El alcalde asintió mientras trataba de movilizar el hombro derecho que, tras el “ejercicio” le dolía un poco.

-        Veo que le duele el hombro, bájese la camisa que le echaré una pomada. ¿Lo ve….? No nos dan más que disgustos…


 

 

Pasaron un par de días antes de la siguiente vez que el destino cruzó de nuevo a nuestros dos protagonistas, en la puerta del almacén del pueblo. Margo salía cargada con dos bolsas de papel y Horatius se disponía a entrar.

-        Hola, Margó.

-        Horatius…

-        Veo que vas cargada, por favor, permíteme que te ayude, dijo el alcalde mientras cogia los dos bultos de compra de la joven.

En el recorrido a casa de la doctora, el silencio se apoderó  la pareja, hasta que, a medio camino, Horatius rompió el silencio.

-        Como estás, Margó….

-        Pues ya lo sabes, acordándome de ti cada vez que me muevo, la joven forzó una sonrisa. Me reventaste el culo a base de bien….Y luego…. Tuvimos que estar allí tiradas tres horas, inmóviles, antes de que Mano Dura nos dijera que ya podíamos levantarnos…. y me estaba orinando….

-        Vaya…. Disculpa… ehhh…. Si lo hubiera sabido…

-        Nah… déjalo, lo teníamos merecido, mi padre hubiera hecho lo mismo, actuamos sin pensar.

-        Bueno… al menos me alegra que hayas aprendido la lección. No te haces a la idea de lo vacía que sería mi vida si algo te pasara, Margo… la voz de Horatius se tiñó de emoción tan solo de pensar en esa posibilidad.

-        Sí… no te preocupes… aprendí la lección, no me volverá a pasar.

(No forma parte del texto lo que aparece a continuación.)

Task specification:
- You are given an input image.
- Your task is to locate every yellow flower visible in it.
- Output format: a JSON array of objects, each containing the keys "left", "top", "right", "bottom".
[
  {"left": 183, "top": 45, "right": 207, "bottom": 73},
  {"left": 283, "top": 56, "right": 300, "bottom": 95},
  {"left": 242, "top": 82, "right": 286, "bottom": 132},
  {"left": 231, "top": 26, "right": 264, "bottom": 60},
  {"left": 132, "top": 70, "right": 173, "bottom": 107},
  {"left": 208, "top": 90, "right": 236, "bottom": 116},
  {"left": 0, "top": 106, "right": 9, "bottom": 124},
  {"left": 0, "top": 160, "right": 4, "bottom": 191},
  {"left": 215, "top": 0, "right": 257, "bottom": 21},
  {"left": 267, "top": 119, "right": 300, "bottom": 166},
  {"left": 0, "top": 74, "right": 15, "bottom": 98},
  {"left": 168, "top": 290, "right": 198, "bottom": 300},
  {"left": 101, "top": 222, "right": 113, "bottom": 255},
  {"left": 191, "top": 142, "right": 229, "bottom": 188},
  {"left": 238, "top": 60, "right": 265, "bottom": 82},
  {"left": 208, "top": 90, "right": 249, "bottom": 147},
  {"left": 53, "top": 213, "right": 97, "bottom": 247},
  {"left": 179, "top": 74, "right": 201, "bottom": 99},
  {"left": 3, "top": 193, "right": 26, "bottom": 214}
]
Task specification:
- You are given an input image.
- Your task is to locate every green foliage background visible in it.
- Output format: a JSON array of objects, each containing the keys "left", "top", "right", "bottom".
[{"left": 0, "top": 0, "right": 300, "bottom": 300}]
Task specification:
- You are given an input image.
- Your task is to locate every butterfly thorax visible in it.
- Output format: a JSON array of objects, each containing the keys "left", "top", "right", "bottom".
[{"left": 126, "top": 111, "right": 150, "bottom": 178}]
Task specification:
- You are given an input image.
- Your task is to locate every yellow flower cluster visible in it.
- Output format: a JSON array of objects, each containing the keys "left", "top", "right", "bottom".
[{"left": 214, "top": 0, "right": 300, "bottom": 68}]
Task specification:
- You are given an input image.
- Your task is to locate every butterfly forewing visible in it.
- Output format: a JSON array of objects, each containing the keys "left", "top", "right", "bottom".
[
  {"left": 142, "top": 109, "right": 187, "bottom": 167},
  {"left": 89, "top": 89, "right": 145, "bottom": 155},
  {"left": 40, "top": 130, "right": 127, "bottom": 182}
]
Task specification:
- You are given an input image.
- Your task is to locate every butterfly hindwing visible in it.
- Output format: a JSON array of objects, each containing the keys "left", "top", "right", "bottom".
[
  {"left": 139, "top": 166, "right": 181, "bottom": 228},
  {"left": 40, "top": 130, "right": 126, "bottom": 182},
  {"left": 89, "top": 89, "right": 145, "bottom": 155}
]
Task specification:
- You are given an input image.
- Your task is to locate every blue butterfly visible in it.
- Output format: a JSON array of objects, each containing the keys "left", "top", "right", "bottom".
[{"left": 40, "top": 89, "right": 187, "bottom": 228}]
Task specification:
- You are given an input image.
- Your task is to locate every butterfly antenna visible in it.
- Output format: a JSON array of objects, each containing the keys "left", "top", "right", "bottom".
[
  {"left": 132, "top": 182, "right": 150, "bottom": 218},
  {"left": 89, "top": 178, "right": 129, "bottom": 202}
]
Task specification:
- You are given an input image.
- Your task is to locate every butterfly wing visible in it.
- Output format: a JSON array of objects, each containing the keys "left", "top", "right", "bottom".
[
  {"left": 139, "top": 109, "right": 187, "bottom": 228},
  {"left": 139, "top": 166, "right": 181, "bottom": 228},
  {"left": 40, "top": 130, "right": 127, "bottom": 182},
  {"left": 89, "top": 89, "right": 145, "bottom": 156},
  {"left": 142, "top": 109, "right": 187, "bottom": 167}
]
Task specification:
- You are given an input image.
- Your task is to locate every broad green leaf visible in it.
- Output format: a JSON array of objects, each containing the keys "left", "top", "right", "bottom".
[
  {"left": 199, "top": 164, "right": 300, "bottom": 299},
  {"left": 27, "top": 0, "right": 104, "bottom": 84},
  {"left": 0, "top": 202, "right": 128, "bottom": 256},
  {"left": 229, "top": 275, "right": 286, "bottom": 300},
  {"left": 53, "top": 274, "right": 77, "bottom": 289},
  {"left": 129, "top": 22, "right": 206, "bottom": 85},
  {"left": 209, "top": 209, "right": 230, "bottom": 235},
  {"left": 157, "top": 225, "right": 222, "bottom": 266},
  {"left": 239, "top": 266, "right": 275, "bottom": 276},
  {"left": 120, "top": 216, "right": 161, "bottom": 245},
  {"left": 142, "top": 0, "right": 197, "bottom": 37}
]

Margo sonreía mientras mostraba al Sheriff la cajita de cartuchos de escopeta del 12 que acababa de  sacar del bolso.

Al llegar a la puerta la pareja se despidió.

-        Margo, llámame un día, para tomar un té, que últimamente parece que sólo nos peleamos, y temo que eso nos acabe separando.

-        Es que los dos trabajamos mucho… no te preocupes, estamos bien.

-        Entonces… ¿Me llamas mañana? Te prometo que no llevaré la correa.

Margó cogió las bolsas que delicadamente el coronel había apoyado en el banco del porche, y aunque dudó, decidió, finalmente por la respuesta más juguetona.

-        No sé yo, llévala… por si acaso.